The fourth paper is “Frequent Item Computations on a Chip” by Jens Teubner, René Müller, and Gustavo Alonso. This study investigates a fundamental redesign of CPU-based algorithms to compute frequent item sets using field-programmable gate arrays (FPGA). It shows these designs to be beneficial by enhancing performance while reducing energy consumption. Moreover, it analyzes different FPGA features to quantify how a feature trades performance for scalability.
Location-based services are addressed in “Continuous Monitoring of Distance-Based Queries” by Muhammad Aamir Cheema, Ljiljana Brankovic, Xuemin Lin, Wenjie Zhang, and Wei Wang. This study focuses on distance-based range queries issued by devices that continuously change their location in a euclidean space. The concept of a “safe zone” is introduced for efficient processing of queries, and techniques to compute it efficiently are detailed. This approach is empirically found to be close to optimal and significantly faster than straightforward solution techniques.
The sixth paper is “Differential Privacy via Wavelet Transforms” by Xiaokui Xiao, Guozhang Wang, and Johannes Gehrke. An epsilon-differential privacy-preserving data publishing technique that provides accurate answers for count queries with range predicates is presented. The primary insight is to apply wavelet transforms on the data prior to adding noise. This study shows the effectiveness and efficiency of its proposed solution using both real and synthetic data.
Finally, a formal definition of Reverse Top-k queries is provided in “Monochromatic and Bichromatic Reverse Top-k Queries” by Akrivi Vlachou, Christos Doulkeridis, Yannis Kotidis, and Kjetil Nørvåg. Using this definition, queries are classified into two categories and customized query processing techniques are designed for each category. Experimental results are presented to demonstrate that these techniques reduce the required number of computations by orders of magnitude.
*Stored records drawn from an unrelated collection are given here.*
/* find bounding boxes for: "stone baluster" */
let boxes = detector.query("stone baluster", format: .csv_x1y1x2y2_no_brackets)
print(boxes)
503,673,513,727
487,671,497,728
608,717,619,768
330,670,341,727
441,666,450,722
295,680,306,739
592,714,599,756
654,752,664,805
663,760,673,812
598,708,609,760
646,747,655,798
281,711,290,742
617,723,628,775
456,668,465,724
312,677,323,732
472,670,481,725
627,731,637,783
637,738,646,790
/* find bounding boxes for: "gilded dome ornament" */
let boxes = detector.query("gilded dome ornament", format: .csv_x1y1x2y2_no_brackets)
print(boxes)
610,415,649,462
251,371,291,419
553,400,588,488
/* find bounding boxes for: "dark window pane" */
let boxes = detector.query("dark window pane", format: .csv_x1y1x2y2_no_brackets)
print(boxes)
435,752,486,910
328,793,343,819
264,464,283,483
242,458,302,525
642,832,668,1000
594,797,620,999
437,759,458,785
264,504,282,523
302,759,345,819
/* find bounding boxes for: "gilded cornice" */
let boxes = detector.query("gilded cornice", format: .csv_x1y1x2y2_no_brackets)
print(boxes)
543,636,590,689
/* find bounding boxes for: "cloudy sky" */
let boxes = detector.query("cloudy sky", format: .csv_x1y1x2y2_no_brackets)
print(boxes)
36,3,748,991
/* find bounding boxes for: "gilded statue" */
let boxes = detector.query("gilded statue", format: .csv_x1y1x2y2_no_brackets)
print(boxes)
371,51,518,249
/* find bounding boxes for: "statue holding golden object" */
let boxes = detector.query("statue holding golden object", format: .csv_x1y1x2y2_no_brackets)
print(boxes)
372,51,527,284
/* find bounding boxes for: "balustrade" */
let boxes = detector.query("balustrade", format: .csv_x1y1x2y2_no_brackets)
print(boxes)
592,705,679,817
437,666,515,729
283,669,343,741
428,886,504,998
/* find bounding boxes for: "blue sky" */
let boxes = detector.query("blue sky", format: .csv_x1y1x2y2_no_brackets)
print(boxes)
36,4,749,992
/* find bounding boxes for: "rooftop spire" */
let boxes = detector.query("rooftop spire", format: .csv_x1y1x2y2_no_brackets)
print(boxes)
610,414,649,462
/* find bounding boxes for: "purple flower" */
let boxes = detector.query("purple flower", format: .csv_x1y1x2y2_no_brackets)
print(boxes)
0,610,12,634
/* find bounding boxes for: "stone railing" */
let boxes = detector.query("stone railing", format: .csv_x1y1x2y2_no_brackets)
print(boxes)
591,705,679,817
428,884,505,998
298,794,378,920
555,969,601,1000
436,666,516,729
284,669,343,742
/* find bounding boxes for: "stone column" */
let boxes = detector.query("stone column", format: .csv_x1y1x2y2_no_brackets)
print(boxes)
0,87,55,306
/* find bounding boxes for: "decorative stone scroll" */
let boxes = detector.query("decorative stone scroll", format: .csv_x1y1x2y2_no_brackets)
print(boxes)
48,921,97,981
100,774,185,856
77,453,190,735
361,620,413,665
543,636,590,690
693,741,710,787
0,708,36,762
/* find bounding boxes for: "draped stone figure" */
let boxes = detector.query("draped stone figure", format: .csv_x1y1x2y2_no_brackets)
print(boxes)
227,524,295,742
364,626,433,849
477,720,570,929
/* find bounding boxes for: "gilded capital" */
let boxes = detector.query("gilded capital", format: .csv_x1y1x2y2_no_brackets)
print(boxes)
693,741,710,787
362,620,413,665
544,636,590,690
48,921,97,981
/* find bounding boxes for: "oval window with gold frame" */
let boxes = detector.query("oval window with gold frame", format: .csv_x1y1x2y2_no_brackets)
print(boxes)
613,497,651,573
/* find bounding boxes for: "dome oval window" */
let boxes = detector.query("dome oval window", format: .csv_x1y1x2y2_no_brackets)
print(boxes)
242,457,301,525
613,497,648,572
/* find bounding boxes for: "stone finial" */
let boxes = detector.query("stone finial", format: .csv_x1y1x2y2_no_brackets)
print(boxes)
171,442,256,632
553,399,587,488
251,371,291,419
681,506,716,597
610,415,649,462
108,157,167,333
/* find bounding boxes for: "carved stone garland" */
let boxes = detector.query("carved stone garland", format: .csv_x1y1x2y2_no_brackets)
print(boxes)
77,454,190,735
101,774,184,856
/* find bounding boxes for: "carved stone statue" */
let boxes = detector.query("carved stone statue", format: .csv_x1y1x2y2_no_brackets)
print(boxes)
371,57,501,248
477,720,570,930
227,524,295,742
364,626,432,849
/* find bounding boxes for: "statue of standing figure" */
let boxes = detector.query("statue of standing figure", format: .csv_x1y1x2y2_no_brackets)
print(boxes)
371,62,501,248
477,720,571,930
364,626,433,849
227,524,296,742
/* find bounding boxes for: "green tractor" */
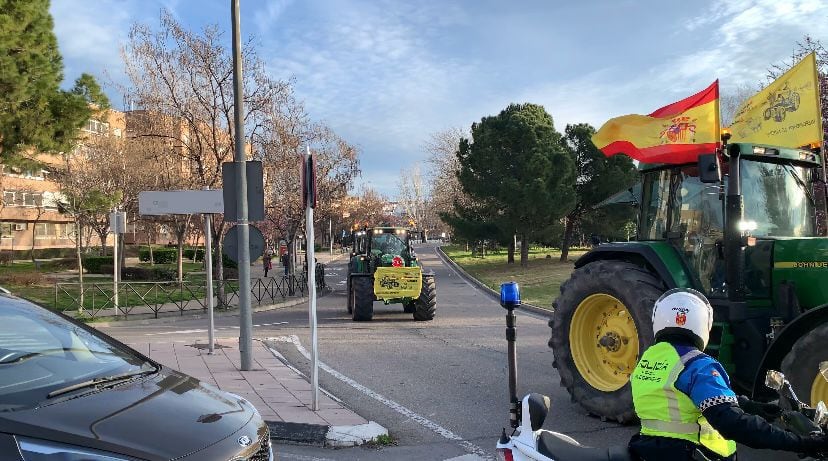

This special section was put together under tight deadlines, and we wish to express our heartfelt thanks to the authors and reviewers for their cooperation and responsiveness in this effort. Our deep appreciation also goes to the program committee, organizing committee, and participants of ICDE 2010 for making the conference eminently enjoyable and technically outstanding.
Jayant R. Haritsa